When I left home, my mum said "Don't forget to write", I thought, "That's unlikely"... It's a basic skill isn't it...

So I went to the dentist. He said "Say Aaah." I said "Why?" He said "My dog's died."

Now, most dentist's chairs go up and down, don't they? The one I was in went back and forwards. I thought 'This is unusual'. And the dentist said to me 'Mr Vine, get out of the filing cabinet."

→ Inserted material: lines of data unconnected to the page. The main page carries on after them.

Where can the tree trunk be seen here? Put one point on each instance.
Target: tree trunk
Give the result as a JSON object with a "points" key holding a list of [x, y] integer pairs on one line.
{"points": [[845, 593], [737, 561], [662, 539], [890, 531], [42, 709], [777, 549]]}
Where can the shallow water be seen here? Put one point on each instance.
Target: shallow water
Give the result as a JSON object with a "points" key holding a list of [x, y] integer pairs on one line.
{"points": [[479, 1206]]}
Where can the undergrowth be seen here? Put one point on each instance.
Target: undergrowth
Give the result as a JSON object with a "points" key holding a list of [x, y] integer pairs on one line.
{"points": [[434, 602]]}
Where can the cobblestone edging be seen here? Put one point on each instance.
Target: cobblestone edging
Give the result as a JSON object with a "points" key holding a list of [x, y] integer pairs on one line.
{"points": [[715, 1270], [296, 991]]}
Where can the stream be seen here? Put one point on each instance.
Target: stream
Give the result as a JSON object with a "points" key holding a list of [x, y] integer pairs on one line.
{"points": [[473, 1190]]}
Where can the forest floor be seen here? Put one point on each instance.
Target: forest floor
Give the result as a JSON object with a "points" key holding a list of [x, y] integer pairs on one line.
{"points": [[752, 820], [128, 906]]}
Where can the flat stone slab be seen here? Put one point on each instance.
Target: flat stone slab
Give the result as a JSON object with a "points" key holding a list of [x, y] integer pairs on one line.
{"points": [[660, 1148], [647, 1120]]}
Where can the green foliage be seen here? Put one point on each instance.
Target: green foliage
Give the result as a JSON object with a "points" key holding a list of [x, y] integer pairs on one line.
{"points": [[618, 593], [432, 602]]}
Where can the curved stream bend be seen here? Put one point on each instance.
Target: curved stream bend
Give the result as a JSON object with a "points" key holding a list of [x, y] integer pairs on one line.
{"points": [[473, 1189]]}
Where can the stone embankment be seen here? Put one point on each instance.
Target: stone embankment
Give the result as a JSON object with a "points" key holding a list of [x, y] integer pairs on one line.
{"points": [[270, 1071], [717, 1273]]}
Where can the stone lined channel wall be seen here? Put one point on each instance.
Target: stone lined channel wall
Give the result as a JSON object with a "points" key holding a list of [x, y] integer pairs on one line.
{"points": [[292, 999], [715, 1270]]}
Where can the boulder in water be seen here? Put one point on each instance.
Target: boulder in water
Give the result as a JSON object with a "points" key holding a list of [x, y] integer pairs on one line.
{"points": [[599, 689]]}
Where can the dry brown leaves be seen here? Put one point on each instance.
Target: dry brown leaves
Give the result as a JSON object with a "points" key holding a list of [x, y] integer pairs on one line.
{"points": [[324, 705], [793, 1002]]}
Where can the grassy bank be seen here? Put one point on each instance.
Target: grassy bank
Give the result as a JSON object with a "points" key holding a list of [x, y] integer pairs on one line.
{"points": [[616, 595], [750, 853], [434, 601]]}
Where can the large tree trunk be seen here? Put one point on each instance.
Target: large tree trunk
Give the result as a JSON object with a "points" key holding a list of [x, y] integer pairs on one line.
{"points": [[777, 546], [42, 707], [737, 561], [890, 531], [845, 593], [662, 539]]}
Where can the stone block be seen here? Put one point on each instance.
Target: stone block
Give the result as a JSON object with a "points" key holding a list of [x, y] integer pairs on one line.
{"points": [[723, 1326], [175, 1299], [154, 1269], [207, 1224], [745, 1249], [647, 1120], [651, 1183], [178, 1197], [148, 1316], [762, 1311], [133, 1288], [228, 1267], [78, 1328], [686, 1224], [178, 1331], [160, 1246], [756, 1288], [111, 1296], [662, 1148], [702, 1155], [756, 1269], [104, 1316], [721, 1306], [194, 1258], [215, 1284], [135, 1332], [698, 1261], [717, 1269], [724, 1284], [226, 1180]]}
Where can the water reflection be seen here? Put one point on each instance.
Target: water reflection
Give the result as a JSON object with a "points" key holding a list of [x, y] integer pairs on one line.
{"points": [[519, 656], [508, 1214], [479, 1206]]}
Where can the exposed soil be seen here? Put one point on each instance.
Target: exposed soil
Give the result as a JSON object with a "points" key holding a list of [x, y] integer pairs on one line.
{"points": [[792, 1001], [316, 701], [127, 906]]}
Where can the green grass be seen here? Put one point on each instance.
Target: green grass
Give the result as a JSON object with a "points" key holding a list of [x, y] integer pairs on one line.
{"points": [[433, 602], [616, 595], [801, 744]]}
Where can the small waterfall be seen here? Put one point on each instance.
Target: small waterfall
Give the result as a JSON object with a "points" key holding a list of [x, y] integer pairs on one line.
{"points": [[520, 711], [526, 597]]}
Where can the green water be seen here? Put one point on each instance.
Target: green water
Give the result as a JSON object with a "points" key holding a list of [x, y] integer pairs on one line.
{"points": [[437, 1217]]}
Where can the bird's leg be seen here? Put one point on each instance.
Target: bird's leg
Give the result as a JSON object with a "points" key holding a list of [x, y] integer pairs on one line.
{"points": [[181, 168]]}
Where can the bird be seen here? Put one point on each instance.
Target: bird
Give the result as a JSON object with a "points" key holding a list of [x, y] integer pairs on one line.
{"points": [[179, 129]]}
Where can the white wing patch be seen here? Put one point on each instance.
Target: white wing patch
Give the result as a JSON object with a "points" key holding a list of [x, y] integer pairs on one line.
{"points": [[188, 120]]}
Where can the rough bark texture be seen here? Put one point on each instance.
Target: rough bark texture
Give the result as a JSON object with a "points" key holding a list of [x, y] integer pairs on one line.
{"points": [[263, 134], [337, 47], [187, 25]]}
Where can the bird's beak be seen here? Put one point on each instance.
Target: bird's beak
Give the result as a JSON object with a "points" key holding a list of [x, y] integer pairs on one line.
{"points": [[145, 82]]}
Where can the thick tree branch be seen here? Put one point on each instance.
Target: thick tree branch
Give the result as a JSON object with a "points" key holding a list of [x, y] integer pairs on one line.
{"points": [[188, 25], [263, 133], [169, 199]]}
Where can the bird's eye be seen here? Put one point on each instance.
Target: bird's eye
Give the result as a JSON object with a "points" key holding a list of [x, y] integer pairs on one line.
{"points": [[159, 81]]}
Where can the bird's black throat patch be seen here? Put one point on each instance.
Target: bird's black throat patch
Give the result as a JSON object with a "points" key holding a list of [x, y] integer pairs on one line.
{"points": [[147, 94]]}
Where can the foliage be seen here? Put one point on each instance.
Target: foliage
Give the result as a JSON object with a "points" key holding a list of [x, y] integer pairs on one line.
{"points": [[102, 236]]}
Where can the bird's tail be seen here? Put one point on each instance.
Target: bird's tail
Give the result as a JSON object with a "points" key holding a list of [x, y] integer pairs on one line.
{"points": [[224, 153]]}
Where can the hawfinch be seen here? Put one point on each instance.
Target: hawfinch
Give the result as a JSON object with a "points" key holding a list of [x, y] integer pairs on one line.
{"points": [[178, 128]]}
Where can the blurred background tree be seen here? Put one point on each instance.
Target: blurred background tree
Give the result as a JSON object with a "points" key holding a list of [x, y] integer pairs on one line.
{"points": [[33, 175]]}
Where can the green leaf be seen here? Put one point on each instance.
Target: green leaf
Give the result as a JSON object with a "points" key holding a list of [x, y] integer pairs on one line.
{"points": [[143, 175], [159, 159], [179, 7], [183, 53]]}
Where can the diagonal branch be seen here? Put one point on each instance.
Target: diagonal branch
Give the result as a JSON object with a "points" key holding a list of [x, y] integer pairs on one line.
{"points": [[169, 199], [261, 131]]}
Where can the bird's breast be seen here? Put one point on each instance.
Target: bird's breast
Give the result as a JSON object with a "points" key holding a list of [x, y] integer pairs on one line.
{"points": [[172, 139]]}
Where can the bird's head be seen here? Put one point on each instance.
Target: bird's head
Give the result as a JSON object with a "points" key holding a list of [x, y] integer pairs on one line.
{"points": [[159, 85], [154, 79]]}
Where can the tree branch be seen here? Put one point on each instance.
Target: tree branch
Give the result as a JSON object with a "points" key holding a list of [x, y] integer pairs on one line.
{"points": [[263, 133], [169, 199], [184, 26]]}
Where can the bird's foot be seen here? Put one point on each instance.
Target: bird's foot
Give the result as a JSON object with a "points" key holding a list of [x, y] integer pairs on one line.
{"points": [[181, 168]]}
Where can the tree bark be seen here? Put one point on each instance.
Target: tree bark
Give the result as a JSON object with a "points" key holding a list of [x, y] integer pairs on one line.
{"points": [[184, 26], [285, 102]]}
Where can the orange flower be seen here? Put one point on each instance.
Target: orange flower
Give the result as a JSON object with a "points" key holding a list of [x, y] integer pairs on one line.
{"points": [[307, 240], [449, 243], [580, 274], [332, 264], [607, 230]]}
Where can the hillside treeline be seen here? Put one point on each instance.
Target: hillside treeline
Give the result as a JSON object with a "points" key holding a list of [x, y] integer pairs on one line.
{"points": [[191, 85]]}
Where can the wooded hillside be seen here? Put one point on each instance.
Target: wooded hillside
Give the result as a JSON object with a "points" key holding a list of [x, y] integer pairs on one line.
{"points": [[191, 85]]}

So I got home, and the phone was ringing. I picked it up, and said 'Who's speaking please?' And a voice said 'You are.'

So I rang up my local swimming baths. I said 'Is that the local swimming baths?' He said 'It depends where you're calling from.'

I rang up a local building firm, I said 'I want a skip outside my house.' He said 'I'm not stopping you.'

I'll tell you what makes my blood boil?... Crematoriums.

But I'll tell you what I love doing more than anything: trying to pack myself in a small suitcase. I can hardly contain myself.

Now did you know if a stick insect laid it's eggs in a jar of Bovril it will give birth to a litter of twiglets.

So I rang up British Telecom, I said "I want to report a nuisance caller", he said "Not you again".

So I went down the local supermarket, I said "I want to make a complaint, this vinegar's got lumps in it", he said "Those are pickled onions".

So this bloke says to me, "Can I come in your house and talk about your carpets?" I thought "That's all I need, a Je-hoover's witness".

"You know, I'm not very good at magic - I can only do half of a trick. Yes - I'm a member of the Magic Semi-circle"

You see my next door neighbour worships exhaust pipes, he's a catholic converter.

I'm so lazy I've got a smoke alarm with a snooze button.